Since then Mimi says she's learned to look to God when things get rough.

"So many times I've been alone, and I've felt like I needed help," she says. "My connection to something outside of myself--to God--keeps me focused, keeps me hopeful."

A quest for confidence

Mimi's been crack-free for more than three years; she's raising two children, pursuing a university degree and working part time as an educational assistant.

She's often asked to speak about her experiences to Winnipeg youth at community centres and group homes, and she tells her story at the Salvation Army's john school and prostitution diversion camps.

But there's nothing easy about being a Christian for an ex-prostitute. Mimi weaned herself from crack by smoking marijuana. Pot is a much less destructive habit, she says, but one she has yet to shed.

"As a Christian I struggle a lot because I feel that on one hand I'm an addict and I have that weakness and even though I know God's overcome that, recognizing that in my life and living it out as a reality are two different things.
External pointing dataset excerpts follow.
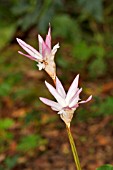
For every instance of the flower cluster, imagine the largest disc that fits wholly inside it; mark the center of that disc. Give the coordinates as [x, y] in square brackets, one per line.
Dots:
[45, 56]
[66, 103]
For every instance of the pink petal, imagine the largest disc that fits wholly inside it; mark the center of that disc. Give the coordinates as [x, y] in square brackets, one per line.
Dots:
[50, 103]
[85, 101]
[45, 50]
[60, 88]
[30, 50]
[75, 99]
[54, 92]
[40, 39]
[73, 89]
[32, 58]
[48, 38]
[54, 50]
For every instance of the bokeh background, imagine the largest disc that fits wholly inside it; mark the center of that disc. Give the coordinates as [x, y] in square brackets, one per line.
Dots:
[32, 136]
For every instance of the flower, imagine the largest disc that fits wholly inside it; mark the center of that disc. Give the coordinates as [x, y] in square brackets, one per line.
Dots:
[45, 56]
[66, 103]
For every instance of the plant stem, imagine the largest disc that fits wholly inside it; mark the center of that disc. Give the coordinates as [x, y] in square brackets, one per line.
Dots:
[73, 148]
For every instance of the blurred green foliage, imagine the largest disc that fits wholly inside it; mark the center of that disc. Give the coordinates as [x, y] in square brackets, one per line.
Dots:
[83, 24]
[34, 141]
[84, 29]
[105, 167]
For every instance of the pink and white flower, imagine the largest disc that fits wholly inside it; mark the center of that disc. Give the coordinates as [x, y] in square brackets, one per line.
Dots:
[66, 103]
[45, 56]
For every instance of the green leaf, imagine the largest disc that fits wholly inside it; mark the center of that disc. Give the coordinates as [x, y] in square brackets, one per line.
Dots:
[105, 167]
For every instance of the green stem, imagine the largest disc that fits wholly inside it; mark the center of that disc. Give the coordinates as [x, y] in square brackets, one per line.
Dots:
[74, 151]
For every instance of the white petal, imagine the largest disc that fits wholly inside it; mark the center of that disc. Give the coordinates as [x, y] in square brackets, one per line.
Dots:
[54, 105]
[40, 39]
[54, 50]
[75, 99]
[73, 89]
[85, 101]
[48, 38]
[60, 88]
[41, 66]
[54, 92]
[29, 49]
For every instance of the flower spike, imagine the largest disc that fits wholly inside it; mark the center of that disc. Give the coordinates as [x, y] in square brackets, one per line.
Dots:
[45, 56]
[66, 104]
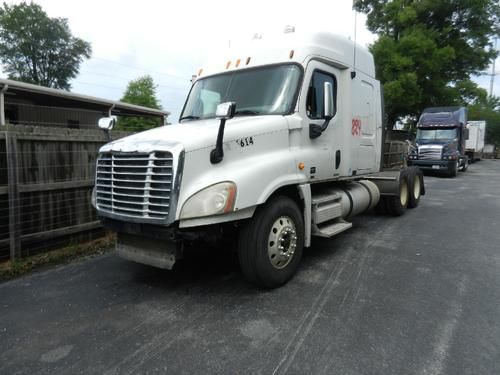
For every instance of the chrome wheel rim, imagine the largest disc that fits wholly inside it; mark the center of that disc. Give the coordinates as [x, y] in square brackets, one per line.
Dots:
[403, 194]
[416, 188]
[282, 242]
But then walking into a church and explaining that to someone who's never lived my life…they look at you and think you don't love God or you need to change and you become their mission instead of their friend."

Mimi says she used to "soak up" the victim identity, waiting for her newfound Christian friends to fix her.

"I've gotten to the point where I'm ready to fix myself and I'm ready to let God show me how to do that," she says. "But you've got to have a certain sense of confidence to do that, and I don't have any, so I find it in God."

Sometimes her non-church-going friends are more supportive than her Christian ones, says Mimi.

"They may not be Christian, but If I'm going through a really hard time they'll throw back things they heard from me like, 'God doesn't give me anything I can't handle'…or they'll pray with me and it reminds me that I'm not alone."

From time to time Mimi attends two different churches.

"But I have to be honest, I don't feel as though I have a lot of support in that right now," she says.

"It's easy for me to be around people who understand Christ but are not perfect Christians so that I don't feel like: 'Look you get Him and you're living for Him and you're perfect, and I want to be that, but I'm so afraid that you're going to judge me if I show you my ugliness instead of help me. Or that you're going to help me and I'm going to disappoint you because I'm not going to get it fast enough.'

"But I remind myself that God speaks to everybody differently: the Holy Spirit in you--what He wants you to know, He'll tell you. What other people around me say about how I'm living is valid, and I can listen to it and accept it, but I need to always go back to the Source….My relationship with God does not look like, and should not look like the rest of my church's relationship with Him, and that's what I need to remind myself of in order to feel comfortable with where I'm at."